To qualify for the ‘Very inspiring blogger award.’ I do have to share seven things about myself…..
- I don’t like people that lie, pretend, fabricate or recreate the truth. Honesty is a simple act. Ask me anything and i’ll always tell the truth, the key of course is in asking the right questions.
- I love, love. There I said it, beneath my tough exterior I am a complete romantic. I love, love stories, love songs, love poems, I love too see love, I love too hear love, but most of all I actually love to give love.
- I am a cold blooded person. Completely, even now in the middle of summer i’m in a jumper. Pretty much all year round I am cold, always cold, my fingers, toes, hands, feet, my entire body is cold. Sometimes (last night) even in the summer I take a hot water bottle to bed with me, I crave heat for comfort on the nights when I am just soooo cold.
- I do not know a complete line of any of the songs that I sing. I sing them anyway making up the words as I go along. It goes something like this….(i’ll just go and see what my last youtube song was and we’ll take it from there.) bleurgh it was Snow Patrol Run, says it all at the moment, i’ll go choose another, in fact holy fuck why does Youtube feel the need to keep a list of what songs i’ve been listening to! Ok, I don’t even know what this song is called but it is one of those ones that I sing constantly, when i’m out, in, lining up, probably even when i’m sleeping! ‘I dont wanna dance, dance with me baby no more, your a fucking waste of time, ive got a feeling thats fine, a feeling thats fine….repeat, repeat, repeat, repeat. You get the idea! https://www.youtube.com/watch?v=9de6jeOevi8
- My dream destination, the one place that my soul actually aches to go to is America. Route 66, not on some stupid tour led by an under paid worker though. I want to go with friends, real friends, a lover maybe too, I don’t know, I just know I want people that I love along side me, people that will see the beauty, the curiousness, the intrigue, the ugly, the unique, the different and the amazing, that I see.

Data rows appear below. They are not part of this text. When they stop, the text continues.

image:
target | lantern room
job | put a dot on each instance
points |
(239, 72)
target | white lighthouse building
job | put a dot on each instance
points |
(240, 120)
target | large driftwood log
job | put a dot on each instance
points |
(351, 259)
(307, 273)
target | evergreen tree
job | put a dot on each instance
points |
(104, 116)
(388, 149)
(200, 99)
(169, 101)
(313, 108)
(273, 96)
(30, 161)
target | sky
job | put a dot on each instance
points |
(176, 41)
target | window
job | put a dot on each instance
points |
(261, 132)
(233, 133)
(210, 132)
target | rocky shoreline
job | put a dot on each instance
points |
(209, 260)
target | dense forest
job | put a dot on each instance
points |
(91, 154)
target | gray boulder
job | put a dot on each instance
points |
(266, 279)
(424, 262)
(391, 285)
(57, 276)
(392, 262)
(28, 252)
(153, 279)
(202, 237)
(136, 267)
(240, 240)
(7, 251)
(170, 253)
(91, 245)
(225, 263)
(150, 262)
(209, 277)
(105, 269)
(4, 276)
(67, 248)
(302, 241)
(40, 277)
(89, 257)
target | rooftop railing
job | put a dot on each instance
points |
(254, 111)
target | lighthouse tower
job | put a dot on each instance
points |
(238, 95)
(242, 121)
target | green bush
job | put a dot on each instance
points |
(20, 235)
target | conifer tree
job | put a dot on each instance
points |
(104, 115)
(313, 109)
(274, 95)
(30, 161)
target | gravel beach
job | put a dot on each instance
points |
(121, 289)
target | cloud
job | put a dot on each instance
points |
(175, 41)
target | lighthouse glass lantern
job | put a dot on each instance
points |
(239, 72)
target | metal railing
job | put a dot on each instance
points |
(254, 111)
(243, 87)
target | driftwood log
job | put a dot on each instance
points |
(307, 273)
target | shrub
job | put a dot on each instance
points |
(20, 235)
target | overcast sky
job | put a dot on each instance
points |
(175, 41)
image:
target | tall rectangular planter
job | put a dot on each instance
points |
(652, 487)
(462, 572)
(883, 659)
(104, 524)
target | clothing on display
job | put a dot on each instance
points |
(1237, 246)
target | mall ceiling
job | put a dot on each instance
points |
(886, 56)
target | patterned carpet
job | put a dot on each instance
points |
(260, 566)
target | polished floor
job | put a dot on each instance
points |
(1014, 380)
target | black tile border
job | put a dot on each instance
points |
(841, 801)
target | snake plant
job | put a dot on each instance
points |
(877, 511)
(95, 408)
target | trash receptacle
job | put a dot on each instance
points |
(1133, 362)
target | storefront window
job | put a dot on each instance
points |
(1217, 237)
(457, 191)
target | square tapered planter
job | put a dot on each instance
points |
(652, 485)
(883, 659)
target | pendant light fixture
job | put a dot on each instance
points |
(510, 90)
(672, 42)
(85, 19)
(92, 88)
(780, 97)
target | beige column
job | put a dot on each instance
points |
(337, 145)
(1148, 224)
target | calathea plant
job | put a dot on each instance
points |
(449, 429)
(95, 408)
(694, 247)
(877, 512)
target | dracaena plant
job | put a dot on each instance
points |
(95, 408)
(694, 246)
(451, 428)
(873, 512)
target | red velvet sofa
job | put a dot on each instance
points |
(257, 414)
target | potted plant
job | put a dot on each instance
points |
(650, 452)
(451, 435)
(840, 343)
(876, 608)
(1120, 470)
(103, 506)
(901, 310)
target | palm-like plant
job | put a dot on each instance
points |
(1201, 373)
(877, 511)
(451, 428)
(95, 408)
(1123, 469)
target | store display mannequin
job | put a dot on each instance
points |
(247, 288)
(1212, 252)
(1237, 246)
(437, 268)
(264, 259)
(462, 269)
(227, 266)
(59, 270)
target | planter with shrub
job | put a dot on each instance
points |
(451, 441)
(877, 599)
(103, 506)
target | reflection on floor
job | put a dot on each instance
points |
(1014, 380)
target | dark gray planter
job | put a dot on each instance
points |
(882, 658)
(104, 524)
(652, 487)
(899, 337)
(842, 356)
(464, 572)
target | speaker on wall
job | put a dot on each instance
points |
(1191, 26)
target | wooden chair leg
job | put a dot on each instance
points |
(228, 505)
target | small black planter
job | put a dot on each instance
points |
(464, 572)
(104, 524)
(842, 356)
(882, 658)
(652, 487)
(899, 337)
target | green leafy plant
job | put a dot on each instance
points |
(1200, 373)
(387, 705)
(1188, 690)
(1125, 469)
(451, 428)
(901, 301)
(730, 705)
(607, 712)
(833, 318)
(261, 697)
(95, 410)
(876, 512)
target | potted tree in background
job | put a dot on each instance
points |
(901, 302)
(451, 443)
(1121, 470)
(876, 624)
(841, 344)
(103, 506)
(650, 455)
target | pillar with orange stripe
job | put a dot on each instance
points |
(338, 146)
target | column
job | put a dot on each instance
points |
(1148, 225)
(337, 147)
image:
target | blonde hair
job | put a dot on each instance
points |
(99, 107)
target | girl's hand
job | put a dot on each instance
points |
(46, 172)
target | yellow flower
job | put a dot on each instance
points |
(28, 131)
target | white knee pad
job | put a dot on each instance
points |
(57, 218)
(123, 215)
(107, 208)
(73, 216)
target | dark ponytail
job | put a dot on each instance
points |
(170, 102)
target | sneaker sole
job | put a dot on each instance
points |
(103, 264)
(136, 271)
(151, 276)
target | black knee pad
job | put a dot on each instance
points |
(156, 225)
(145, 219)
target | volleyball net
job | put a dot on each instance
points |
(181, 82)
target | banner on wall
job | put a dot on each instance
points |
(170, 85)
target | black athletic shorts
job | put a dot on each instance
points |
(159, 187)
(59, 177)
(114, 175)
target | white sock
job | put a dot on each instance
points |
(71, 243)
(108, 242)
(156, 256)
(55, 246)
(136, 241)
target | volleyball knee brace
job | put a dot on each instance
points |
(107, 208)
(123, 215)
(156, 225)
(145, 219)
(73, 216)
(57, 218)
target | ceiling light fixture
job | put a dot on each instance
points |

- I hate flavoured anything! And oh my goodness I hate it when shops think it is ok to put normal flavoured chocolate next to mint or orange flavoured chocolate, seriously guys that flavour seeps through and completely ruins my chocolate, ruins my day, ruins my life. It is like poison on my tongue. I love dairy milk chocolate, vanilla ice cream, water…basically I like anything that is not flavoured. ohhhh and I hate flavoured, flavoured stuff, you know that horrid fake strawberry flavour they stick into sweets, poison!
- I am not afraid. I am not afraid to be different. I am not afraid to stand up alone and defend someone, something, anything that I believe in. I have stood alone for most of my life, I’ve made good friends with my shadow.
- Thank the person who nominated you.
- Add the “Very Inspiring Blogger Award” logo to your post.
- Share 7 things about yourself.
- Nominate 15 bloggers who inspire you.
- Include the set of rules.
- Let your nominees know by posting a comment on his/her blog or including a ping back.
My 15 nomineees are….going to have to wait, so for now, I am nominating every single blogger that stops to read this post,why? because we all inspire one another in different ways, so we all deserve the award!